Installed to date, Geopagos says it is a profitable business. Consolidated revenue at 75% CAGR or compounded annual growth rate over the last three years.

Before co-founding Geopagos, Núñez Castro He spent over 14 years as General Manager of Amex GNS, LatAm division, including leading the card business into new markets in Latin America.

Endeavor Catalyst participated in the financing. The company plans to use the new funds to continue building its own tEcological infrastructure And it has expanded into other regions, such as Brazil, where it recently launched, and into other countries. In the year It is on a mission to triple the number of merchant transactions it facilitates by 2024.

My weekly fintech newsletter, The Interchange, launched on May 1st! open up over here To find it in your inbox.

Geopagos has about 350 employees, mostly in IT/technical roles, he said Núñez Castro, and it hired more than 100 people last year alone.

Francisco Alvarez DeMalde, founder and managing partner of Riverwood Capital, noted that his firm has been focusing on fintech infrastructure companies for years behind the technology adoption trends it sees in fintech globally. .

Latin America, in particular, has made significant inroads in historical payment card adoption.
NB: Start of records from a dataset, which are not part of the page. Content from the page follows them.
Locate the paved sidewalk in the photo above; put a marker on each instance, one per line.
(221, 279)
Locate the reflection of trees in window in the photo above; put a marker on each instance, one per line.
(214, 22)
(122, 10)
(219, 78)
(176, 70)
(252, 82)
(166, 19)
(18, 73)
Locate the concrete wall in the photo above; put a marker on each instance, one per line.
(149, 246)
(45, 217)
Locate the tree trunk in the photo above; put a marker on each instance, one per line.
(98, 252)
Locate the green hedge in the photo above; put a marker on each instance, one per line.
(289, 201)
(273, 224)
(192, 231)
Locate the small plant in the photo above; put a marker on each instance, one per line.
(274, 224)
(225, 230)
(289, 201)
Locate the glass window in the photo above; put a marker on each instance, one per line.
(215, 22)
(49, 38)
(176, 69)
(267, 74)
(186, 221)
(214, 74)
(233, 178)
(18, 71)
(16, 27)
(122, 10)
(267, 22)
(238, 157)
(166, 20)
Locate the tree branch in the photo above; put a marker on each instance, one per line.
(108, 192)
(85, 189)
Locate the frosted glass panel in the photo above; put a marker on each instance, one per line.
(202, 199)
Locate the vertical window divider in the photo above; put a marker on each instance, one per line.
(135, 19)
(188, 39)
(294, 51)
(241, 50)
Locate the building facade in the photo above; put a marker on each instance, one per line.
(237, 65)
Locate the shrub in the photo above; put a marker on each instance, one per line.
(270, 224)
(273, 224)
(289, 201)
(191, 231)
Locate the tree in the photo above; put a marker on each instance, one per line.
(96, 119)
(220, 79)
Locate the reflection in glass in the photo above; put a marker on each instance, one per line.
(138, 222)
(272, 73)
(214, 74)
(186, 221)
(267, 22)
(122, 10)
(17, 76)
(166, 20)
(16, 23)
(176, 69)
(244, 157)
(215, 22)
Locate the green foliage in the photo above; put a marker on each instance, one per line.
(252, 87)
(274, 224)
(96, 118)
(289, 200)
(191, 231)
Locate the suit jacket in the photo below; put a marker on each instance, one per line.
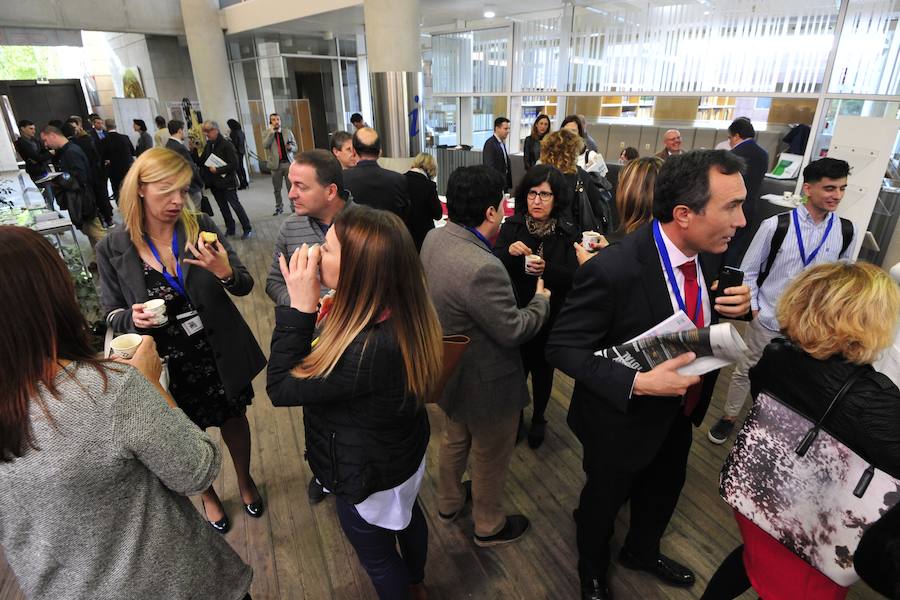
(238, 356)
(377, 187)
(495, 156)
(119, 151)
(757, 161)
(473, 295)
(425, 206)
(271, 146)
(617, 295)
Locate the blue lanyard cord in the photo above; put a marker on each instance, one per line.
(176, 282)
(812, 256)
(670, 273)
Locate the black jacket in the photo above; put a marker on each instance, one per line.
(425, 206)
(496, 157)
(224, 178)
(868, 417)
(374, 186)
(364, 434)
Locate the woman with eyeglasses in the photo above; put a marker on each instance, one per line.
(539, 241)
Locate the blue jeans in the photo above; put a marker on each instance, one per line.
(376, 548)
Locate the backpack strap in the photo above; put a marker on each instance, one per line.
(784, 220)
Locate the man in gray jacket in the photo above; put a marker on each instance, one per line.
(280, 145)
(473, 295)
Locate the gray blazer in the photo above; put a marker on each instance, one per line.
(473, 295)
(238, 356)
(272, 149)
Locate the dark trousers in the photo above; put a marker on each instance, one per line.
(652, 492)
(391, 572)
(226, 198)
(541, 376)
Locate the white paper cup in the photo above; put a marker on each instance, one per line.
(157, 306)
(126, 345)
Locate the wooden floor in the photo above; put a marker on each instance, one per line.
(298, 551)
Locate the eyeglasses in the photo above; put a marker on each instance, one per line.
(544, 196)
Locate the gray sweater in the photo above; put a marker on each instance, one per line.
(100, 510)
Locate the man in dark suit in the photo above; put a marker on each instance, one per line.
(118, 154)
(494, 154)
(372, 185)
(635, 427)
(741, 136)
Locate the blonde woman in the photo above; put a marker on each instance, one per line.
(212, 354)
(363, 384)
(836, 318)
(426, 206)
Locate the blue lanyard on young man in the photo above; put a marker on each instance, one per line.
(176, 282)
(670, 272)
(812, 256)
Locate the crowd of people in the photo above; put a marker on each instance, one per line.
(364, 288)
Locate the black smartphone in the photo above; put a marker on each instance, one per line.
(729, 277)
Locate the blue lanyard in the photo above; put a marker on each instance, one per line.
(670, 273)
(812, 256)
(481, 237)
(175, 282)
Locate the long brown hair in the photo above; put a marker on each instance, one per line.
(41, 324)
(634, 192)
(380, 273)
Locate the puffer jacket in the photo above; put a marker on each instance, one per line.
(364, 433)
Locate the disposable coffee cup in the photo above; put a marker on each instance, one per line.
(126, 345)
(588, 238)
(157, 306)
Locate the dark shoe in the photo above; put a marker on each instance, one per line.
(222, 525)
(664, 568)
(515, 528)
(536, 435)
(449, 518)
(718, 433)
(315, 491)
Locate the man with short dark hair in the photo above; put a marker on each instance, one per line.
(494, 153)
(371, 184)
(635, 427)
(775, 257)
(473, 295)
(342, 148)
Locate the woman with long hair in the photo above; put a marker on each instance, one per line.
(95, 465)
(362, 384)
(532, 145)
(539, 227)
(212, 354)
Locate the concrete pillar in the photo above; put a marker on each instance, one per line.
(209, 59)
(394, 60)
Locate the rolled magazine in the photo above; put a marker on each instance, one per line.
(716, 346)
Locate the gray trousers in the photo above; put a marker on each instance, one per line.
(757, 338)
(279, 178)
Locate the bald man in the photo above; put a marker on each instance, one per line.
(672, 143)
(372, 185)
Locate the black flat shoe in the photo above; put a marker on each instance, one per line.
(255, 509)
(664, 568)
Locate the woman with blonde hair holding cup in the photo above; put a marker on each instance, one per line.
(212, 354)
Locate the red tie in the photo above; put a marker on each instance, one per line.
(691, 291)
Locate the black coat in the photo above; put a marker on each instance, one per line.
(617, 295)
(364, 434)
(224, 178)
(496, 157)
(425, 206)
(374, 186)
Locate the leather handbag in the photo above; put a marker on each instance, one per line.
(803, 486)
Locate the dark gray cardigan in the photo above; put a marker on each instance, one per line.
(238, 355)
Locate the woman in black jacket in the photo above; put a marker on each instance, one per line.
(539, 228)
(362, 384)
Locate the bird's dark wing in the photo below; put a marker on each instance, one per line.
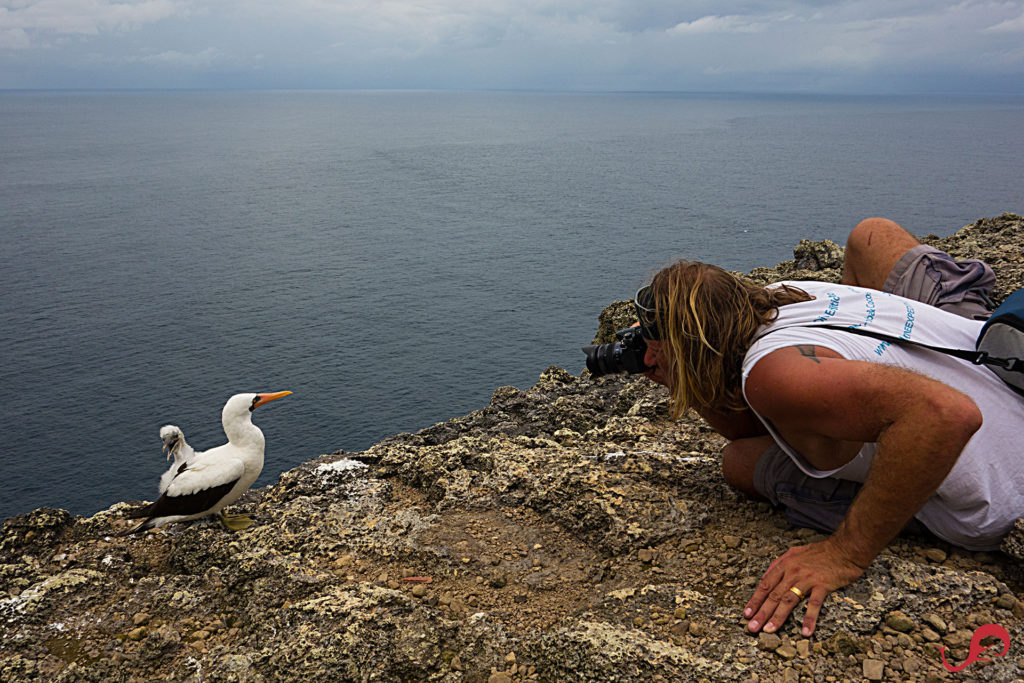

This is partly solved by the emergence of neobanks in the card-issuing/banking sector – with significant funding over the past two years – but requires greater innovation on the card acceptance side. ” he wrote in an email.

Geopagos, in Riverwood’s view, encourages such innovation – in turn, helping its clients “drive digital inclusion in payments across the region.”

“For the past 14+ years in Latin America as global growth investors and active technology investors, we have participated in and evaluated dozens of opportunities in this space,” added Alvarez-DeMalde. “This investment theme of ‘access as a service’ or ’embedded access’ is a rapidly growing area of ​​disruption, and Geopagos’ team, platform, business model and regional scale were unique compared to smaller competitors.